It can get kind of exhausting, trying to keep up with all the data breaches surfacing in the media. It seems like almost every other week, there’s some new crisis in circulation; a new leak, hack, or exploit that puts our personal information at risk. Some are worse than others – a hospital losing a few thousand patient names versus a bank losing hundreds of thousands of financial records, but every breach of private data has the potential to wreak considerable emotional and financial harm on the people concerned.
Today, we’re going to take a look back at some of the worst data breaches we saw this year. Hopefully, as we move forward into 2016, we don’t start seeing incidents that top them (though we probably will).
Back in September, infamous cheating site Ashley Madison found itself with egg on its face as hackers released the personal information of over 37 million users, no doubt ending scores of marriages and relationships in the process. The most distressing thing about this breach isn’t the fact that it happened, but the fact that public sentiment seemed to veer towards the notion that Ashley Madison’s users got exactly what they deserve. Thing is…where do we draw the line here?
The Ashley Madison hack ruined countless lives, and put scores of users at risk. Was it really justified? Consider that almost none of the women in the database actually used the site, then answer that question again.

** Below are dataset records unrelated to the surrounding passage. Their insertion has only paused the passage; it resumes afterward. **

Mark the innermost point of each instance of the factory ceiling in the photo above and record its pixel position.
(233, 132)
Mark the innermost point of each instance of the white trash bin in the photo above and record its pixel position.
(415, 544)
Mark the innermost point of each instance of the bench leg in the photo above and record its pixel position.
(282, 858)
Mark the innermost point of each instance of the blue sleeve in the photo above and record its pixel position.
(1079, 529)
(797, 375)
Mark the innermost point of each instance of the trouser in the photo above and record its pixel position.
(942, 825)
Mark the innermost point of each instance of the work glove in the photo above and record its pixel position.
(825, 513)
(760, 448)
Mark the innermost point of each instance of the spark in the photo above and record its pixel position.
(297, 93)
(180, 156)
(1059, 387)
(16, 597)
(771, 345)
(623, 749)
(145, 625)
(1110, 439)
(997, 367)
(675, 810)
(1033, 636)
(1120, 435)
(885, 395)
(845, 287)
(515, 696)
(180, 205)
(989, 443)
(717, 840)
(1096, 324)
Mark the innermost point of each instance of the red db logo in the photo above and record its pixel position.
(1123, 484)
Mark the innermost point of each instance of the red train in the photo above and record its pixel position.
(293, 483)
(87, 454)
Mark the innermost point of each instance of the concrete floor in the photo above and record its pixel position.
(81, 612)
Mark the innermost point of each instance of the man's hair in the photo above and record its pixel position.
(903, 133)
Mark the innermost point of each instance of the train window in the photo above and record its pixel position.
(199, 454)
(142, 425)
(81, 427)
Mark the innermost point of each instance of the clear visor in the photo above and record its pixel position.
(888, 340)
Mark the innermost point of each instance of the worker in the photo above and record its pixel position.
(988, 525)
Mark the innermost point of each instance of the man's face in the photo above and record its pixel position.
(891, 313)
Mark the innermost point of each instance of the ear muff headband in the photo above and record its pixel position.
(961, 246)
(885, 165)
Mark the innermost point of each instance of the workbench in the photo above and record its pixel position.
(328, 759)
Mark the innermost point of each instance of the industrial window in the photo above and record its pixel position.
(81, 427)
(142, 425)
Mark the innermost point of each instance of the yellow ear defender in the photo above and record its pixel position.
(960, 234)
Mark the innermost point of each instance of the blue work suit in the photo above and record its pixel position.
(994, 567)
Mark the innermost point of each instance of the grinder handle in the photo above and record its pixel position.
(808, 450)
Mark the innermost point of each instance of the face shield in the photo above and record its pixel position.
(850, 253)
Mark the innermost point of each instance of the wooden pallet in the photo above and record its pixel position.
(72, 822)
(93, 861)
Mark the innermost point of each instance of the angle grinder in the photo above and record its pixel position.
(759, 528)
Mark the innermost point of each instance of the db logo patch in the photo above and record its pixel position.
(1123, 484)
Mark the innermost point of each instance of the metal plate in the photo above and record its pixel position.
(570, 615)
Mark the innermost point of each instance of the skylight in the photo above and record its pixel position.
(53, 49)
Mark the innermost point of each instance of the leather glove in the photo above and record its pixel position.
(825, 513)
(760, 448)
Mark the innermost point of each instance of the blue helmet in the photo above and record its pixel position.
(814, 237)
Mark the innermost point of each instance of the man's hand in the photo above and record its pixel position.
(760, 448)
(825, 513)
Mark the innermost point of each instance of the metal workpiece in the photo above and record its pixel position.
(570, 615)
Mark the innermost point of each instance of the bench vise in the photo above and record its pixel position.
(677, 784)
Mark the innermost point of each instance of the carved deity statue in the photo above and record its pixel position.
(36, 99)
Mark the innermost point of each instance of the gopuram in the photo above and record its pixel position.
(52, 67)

In February, Indianapolis-based health insurance firm Anthem Inc was hit by a cyberattack, compromising the personal information of as many as 80 million Americans including names, addresses, and social security numbers. Unfortunately, this sort of thing seems to be par for the course with healthcare which, as we know, has some of the worst security practices in the world. The attack wasn’t all that sophisticated, by the way – the hackers got access using phishing techniques.
For those of you who’ve not heard of the company, Vtech is a toymaker whose most noteworthy product is a tablet that allows children to video chat with their parents. Yeah. You can see where this is going, right?
In late November, the company suffered a major breach, as hackers accessed the details of more than six million children’s accounts. Those details included names, genders, birthdays; even photos and videos. Turns out it was all made possible by the fact that Vtech does not properly encrypt its passwords.
November evidently wasn’t a great month for cybersecurity. In addition to the Vtech breach, phone service technology firm Securus Technologies suffered a massive breach of its own, leaking over 70 million phone records from calls made across 37 states. That’s not the bad part, though.
Turns out, plenty of prisons were recording and storing conversations between inmates and their lawyers – a clear violation of client-attorney privilege. While it’s not yet clear what sort of legal action’s to be taken, there’s one thing we know for sure. Heads are going to roll for this (figuratively, of course).
Crowdfunding site Patreon was struck this October, as its entire cache of data was published online by hackers, in a dump nearly 15 GB in size. Mercifully, it was only names, email addresses, and messages that were leaked. Credit card numbers and social security numbers weren’t compromised.
So at least there’s a silver lining, right?
I think it’s safe to say that the business relationship between Experian and T- Mobile ended this year. In October – which, ironically, is National Cybersecurity Awareness Month – Experian revealed that approximately 15 million Social Security numbers (among other data) connected to T-Mobile customers were compromised. Other information included names, dates of birth, addresses, driver’s license numbers, and credit assessment details.
It’s not even the first time this has happened, notes analyst Brian Krebs in a discussion of Experian’s downright abysmal security practices.
Retail Brokerage firm Scottrade revealed this year that illegal network activity occurring “between 2013 and 2014” potentially compromised the contact details of nearly 5 million customers. The attack was later linked to a group of four men who were charged with hacking into several other major financial institutions. Although it’s not clear what they were after, authorities believe that the group planned to use stolen emails in stock manipulation schemes.
The UCLA Health breach is noteworthy solely because of how easily it could have been prevented. See, UCLA health was hit by a massive hack earlier this year in which over 4 million patient records were compromised. Here’s the kicker:
Turns out the firm never encrypted its patient data. Everything from medical data to social security numbers was stored in plaintext.
At first glance, the attack on Hacking Team is a healthy dose of ironic justice. An Italian surveillance firm, Hacking Team is infamous for tracking down vulnerabilities that governments can exploit to spy on their citizens, and even more infamous for working with some of the worst dictators and tyrants in the modern world. No one quite realized just how vile the organization was until emails, confidential documents, and communiques were published online by the attackers, however.
Here’s the unfortunate part – the information also included a ton of working Flash exploits, which criminals then happily used to target regular consumers. Kind of a double-edged sword at second glance, isn’t it?
We’ve saved the worst for last. The Office of Personnel Management was hacked back in 2014 (just revealed this year), and the records of 22 million government employees were stolen by an unknown assailant. We still don’t know who the hackers were, or what they wanted – and for the affected employees, that’s downright terrifying.